‘Cursed’ warship under Baltic Sea remains incredibly well-preserved

Incredible relics of history lie at the bottom of the Baltic Sea, among which a famed Swedish galleon was found. The giant, 97-foot-long warship, named Mars after the god of war, dates back to the 16th century, and it is remarkably well preserved.

The slow currents and low amount of sediment in the Baltic, as well as the saline waters and absence of shipworms (called mollusks) means there is very little to cause the wooden vessel to decay.

Painting shows the battle that led to the destruction of the famed warship. Public domain

Many explorers have sought to find Mars over the years but have failed. It is commonly believed that there is a curse on the sunken ship. According to legend, a specter rose from the wreck and used its powers to prevent anyone from finding it.

Maritime researcher Richard Lundgren, part owner of a professional team of divers called Ocean Discovery, has been searching for the notorious vessel for 20 years. And since its discovery in 2011, scientists have been busy studying the find.
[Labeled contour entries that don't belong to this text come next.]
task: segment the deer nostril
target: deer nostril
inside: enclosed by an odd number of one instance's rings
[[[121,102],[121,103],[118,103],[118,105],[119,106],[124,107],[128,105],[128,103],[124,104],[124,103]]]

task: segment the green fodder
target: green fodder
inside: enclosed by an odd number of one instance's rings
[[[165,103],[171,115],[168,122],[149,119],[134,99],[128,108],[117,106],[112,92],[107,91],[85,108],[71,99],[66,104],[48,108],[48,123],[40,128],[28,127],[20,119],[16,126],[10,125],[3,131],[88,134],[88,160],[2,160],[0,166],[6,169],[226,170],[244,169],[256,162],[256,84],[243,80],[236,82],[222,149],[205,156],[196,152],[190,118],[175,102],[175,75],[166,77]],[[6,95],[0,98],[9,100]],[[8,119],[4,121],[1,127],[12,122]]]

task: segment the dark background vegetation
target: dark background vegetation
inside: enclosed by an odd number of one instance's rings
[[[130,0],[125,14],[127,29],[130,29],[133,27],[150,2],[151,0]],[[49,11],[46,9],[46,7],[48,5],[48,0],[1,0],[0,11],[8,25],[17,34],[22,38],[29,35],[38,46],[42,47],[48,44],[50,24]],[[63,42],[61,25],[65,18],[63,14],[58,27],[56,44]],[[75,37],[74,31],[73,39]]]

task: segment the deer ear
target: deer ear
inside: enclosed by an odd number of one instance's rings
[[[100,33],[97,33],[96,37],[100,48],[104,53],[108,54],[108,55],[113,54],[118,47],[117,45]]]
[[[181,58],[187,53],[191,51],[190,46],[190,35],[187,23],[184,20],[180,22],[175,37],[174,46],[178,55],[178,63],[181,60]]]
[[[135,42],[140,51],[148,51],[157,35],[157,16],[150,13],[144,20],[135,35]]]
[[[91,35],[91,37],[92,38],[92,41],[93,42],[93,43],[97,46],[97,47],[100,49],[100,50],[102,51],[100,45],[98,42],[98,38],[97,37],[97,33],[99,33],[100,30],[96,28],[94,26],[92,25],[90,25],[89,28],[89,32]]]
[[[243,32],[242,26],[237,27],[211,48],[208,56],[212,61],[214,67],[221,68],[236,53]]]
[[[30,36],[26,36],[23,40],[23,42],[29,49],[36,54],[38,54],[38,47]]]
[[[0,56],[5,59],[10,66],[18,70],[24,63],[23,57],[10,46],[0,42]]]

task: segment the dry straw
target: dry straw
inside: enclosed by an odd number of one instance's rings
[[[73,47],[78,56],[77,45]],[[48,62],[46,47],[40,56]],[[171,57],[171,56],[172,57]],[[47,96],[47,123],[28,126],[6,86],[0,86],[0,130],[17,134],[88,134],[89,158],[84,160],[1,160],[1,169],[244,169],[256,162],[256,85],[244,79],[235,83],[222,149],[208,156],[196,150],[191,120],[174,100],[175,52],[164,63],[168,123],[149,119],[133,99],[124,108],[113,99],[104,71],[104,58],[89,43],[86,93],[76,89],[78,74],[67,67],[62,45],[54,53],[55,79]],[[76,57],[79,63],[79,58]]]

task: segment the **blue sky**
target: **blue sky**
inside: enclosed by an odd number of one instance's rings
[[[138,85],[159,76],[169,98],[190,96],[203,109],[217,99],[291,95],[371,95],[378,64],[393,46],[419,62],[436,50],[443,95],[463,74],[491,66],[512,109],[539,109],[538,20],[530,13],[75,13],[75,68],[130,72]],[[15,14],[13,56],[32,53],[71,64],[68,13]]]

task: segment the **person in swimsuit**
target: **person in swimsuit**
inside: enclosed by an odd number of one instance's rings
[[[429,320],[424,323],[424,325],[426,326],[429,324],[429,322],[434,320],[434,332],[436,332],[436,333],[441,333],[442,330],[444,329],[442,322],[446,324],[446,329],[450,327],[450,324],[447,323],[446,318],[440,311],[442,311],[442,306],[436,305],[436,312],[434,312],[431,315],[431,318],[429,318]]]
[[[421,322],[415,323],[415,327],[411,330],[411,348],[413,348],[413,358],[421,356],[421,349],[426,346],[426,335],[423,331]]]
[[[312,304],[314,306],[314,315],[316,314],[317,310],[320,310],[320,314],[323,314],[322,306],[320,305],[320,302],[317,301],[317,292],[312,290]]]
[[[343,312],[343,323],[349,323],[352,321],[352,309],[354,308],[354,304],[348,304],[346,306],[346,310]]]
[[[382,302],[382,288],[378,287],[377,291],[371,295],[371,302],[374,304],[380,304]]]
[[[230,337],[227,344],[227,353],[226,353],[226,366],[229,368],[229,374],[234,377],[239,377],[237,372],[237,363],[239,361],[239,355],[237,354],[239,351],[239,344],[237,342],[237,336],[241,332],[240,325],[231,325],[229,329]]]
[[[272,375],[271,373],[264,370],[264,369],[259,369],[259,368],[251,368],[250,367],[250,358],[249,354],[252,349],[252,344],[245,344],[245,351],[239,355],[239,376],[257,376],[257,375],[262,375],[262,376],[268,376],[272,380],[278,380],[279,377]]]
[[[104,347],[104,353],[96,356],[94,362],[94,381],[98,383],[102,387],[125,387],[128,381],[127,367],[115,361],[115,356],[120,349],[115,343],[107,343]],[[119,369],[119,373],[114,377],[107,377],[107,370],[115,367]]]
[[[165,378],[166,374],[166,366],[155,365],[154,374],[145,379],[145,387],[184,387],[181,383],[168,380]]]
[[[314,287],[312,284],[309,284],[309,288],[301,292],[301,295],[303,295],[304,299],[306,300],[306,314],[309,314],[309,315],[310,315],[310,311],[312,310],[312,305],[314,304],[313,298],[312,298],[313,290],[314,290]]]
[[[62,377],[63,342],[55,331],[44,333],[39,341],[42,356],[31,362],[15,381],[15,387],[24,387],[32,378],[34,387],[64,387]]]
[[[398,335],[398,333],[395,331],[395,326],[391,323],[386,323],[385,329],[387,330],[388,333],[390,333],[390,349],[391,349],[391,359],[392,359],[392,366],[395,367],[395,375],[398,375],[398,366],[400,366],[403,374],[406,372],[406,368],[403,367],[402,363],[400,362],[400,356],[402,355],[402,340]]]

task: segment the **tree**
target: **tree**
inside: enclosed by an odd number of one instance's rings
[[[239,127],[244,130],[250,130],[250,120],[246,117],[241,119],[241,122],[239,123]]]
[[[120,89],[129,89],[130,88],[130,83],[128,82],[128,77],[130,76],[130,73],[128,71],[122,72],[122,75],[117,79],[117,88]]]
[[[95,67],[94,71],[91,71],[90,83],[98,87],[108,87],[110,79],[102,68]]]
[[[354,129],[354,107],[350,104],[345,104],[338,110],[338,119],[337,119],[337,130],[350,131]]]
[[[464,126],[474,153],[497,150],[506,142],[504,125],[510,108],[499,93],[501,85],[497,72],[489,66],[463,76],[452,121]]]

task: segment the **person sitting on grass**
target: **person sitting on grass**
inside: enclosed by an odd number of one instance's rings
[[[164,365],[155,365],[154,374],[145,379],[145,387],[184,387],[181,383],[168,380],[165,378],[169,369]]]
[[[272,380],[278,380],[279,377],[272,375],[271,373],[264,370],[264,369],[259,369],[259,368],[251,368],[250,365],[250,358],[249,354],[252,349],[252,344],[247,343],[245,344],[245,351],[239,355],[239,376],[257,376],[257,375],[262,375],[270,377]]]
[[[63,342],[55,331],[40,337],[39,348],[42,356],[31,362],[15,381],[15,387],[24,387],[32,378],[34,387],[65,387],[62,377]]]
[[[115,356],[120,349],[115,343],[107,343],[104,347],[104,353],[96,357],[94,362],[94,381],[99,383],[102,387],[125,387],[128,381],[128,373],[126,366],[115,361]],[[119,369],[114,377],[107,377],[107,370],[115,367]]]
The site is littered with cannons and silver coins, which were minted the year prior to the battle when it was destroyed took place, thus confirming the ship’s identity.
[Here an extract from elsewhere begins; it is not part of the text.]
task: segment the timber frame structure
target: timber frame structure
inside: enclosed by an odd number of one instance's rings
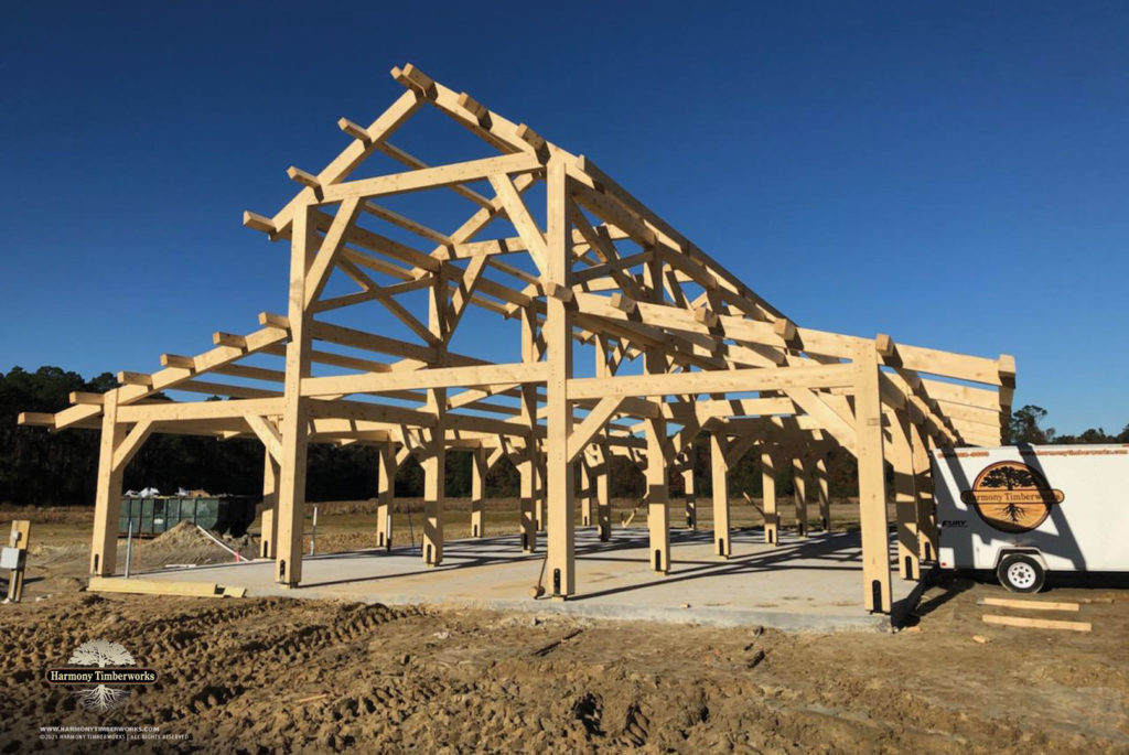
[[[377,546],[391,547],[397,466],[408,455],[421,460],[428,565],[443,561],[447,451],[473,453],[472,537],[483,535],[485,474],[510,458],[520,475],[522,547],[535,550],[537,530],[548,530],[550,594],[563,598],[577,594],[576,527],[610,536],[612,455],[645,467],[649,558],[656,572],[669,570],[668,479],[683,475],[686,525],[695,527],[689,453],[703,436],[720,558],[730,555],[726,473],[745,453],[753,449],[762,463],[769,544],[781,523],[777,471],[791,467],[796,476],[796,524],[806,536],[805,481],[816,483],[826,527],[826,454],[834,447],[852,454],[864,605],[889,613],[886,464],[894,471],[898,569],[917,579],[920,561],[936,553],[929,450],[999,445],[1014,360],[799,327],[592,160],[410,64],[392,74],[404,93],[368,126],[342,118],[350,142],[320,173],[290,168],[303,187],[282,210],[272,218],[244,214],[245,226],[289,242],[285,315],[263,313],[261,327],[246,335],[216,333],[215,348],[194,357],[164,354],[163,369],[152,374],[121,372],[120,387],[72,394],[72,406],[59,413],[20,415],[23,424],[102,431],[90,573],[114,573],[122,473],[150,433],[250,436],[265,447],[262,555],[275,560],[281,585],[301,581],[307,445],[361,442],[379,448]],[[496,153],[430,166],[393,146],[393,134],[423,107]],[[356,177],[377,152],[405,169]],[[545,197],[543,213],[528,200],[535,186]],[[454,192],[473,211],[447,232],[382,204],[426,190]],[[495,220],[516,235],[480,238]],[[426,246],[374,230],[378,222]],[[333,272],[351,279],[353,290],[330,296]],[[426,313],[397,300],[411,291],[426,292]],[[387,308],[418,339],[330,322],[365,302]],[[520,361],[491,363],[449,348],[471,305],[519,321]],[[577,344],[594,351],[594,369],[580,370],[592,377],[574,377]],[[252,366],[252,357],[279,363]],[[639,374],[621,369],[638,360]],[[265,387],[201,379],[205,375]],[[227,400],[156,396],[169,389]]]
Mars was part of the Swedish navy and is said to have been the largest, most formidable warship of its time—part of Europe’s first generation of 3-masted vessels.

Outfitted with over 800 crew and 107 cannons, Mars was a naval powerhouse. King Eric XIV ordered Mars to be built for the purpose of increasing the power of his navy. Although Eric was highly intelligent, it is believed that he suffered from madness. He was hostile toward enemies both beyond his borders and within his own kingdom.

King Eric XIV of Sweden (ruled 1560 to 1568). Public domain

Eric ordered one of his admirals to sail Mars along with a fleet to attack ships near Denmark and Lubeck (what is now part of Germany). In the beginning, Mars seemed unstoppable, though on the second day, she was attacked by fireballs, which, it is believed, ignited gunpowder stores. Mars sank in May 1564 off the coast of the Swedish island of Öland.

Currently, research on the relic continues, with professor of maritime archeology Johan Ronnby making use of 3D computer imaging to recreate the skeletal remains of the warship, rather than disturb its pristine grandeur, in order to share its wonders with the world.